Tuesday, July 8, 2014: Real Life Beauty

I went for a walk-jog this morning and will repeat each day this week as Ray is our normal morning dog-walker but he’s under the weather right now.  It was cool and bright and beautiful outside this morning and my whole body felt like it was absorbing the freshness in the air and injecting that freshness right into my mood.  After our outing, Gracie chilled on her mat by my feet and I had a coffee and rocked on my bench outside.  We even saw a hummingbird go zipping by!

These beauties grow wild just behind my parking spot at work.  Scissors + tall glass of water = instant happy.  And free!

These beauties grow wild just behind my parking spot at work. Scissors + tall glass of water = instant happy. And free!

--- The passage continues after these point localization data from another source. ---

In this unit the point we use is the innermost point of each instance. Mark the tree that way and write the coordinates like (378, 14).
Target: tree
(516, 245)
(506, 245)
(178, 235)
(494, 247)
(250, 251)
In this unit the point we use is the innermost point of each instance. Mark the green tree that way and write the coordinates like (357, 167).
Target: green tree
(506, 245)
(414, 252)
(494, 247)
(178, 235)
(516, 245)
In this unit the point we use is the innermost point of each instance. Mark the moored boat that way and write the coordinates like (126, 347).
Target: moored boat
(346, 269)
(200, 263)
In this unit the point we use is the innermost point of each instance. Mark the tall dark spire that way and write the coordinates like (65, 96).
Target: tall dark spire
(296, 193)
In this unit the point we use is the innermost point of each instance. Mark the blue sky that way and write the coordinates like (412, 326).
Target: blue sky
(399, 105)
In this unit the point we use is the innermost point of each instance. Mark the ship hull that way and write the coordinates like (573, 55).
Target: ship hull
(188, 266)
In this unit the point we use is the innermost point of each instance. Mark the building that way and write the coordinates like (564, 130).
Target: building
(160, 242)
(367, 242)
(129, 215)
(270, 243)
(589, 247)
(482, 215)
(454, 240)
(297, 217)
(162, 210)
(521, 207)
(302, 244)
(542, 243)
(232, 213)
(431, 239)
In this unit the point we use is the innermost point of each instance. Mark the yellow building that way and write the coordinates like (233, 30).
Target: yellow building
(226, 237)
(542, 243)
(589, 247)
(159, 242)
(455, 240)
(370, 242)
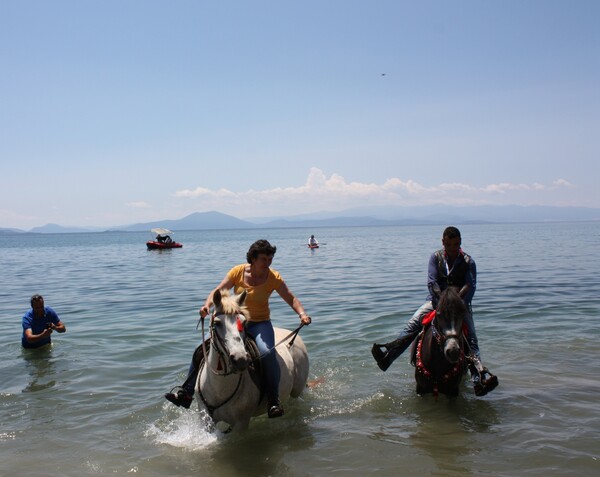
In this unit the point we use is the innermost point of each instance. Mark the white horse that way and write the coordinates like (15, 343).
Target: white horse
(224, 383)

I wanted to share this post from Beauty Redefined (www.beautyredefined.net) because it is the basis of how I am learning to treat myself better. 

 BRedefined

Their website was the impetus behind unlocking the door that holds my “real” self inside and letting her out.  The self that deserves love and respect, always.  The self that doesn’t abuse herself mentally over food or weight.  The self that asks for help and prioritizes taking care of herself.  Not later when I’ve run 10km.  Not later when I’ve lost 20#.  Not later when the gym is built or I have more money or I’ve had a boob job.  Right now.  The now that is occurring at every second of every day.  If I really believe that I will deserve more respect and love 20# from now….then by default does that mean that until that happens I have to accept whatever anyone wants to throw at me?  If I believe that my boss will respect me more or reward my efforts more when my boobs are bigger, then by default that means that as a human I deserve nothing….as a pair of breasts I deserve everything.  Bit backwards, ya?  If I really believe that I will be happier with $5,000 in the bank and a tropical vacation under my belt then by default that means that until that happens I’m destined to be miserable, no happiness.  If I don’t love myself then it is impossible for me to believe that Ray loves me; he’ll never win.  No matter how much or how often he shows or tells me that he cares about me and wants me and needs me it will never, ever be enough to convince me.  That’s my issue and one that I am actively working on……….by not believing that I need to be fixed or altered or corrected in order to be loved and respected and valued.  The old Dr. Phil thing is right, you teach people how to treat you….and more, you teach yourself how to treat you. 

I wanted to share that post…and encourage any woman who has ever felt like they don’t match up to what the “ideal” woman looks like or behaves like, to go and check out the website.  And really look at the lies that we’re being fed all day long.  Really listen to who is saying it and what they are trying to get you to believe and for what purpose.  There is no standard, there is no ideal, there is no bar to measure up to.  There is only us, our wants, needs, hopes, dreams. The rest of it does not matter…..it is designed and driven by enormous corporations who do not give a shit about the women they are marketing to or how they feel.  They are trying to sell you something that, no matter how much time, money or effort you put in, you will never get.  Ever.  They are selling you the idea that you are not good enough as you are.  No one should be buying that bullshit.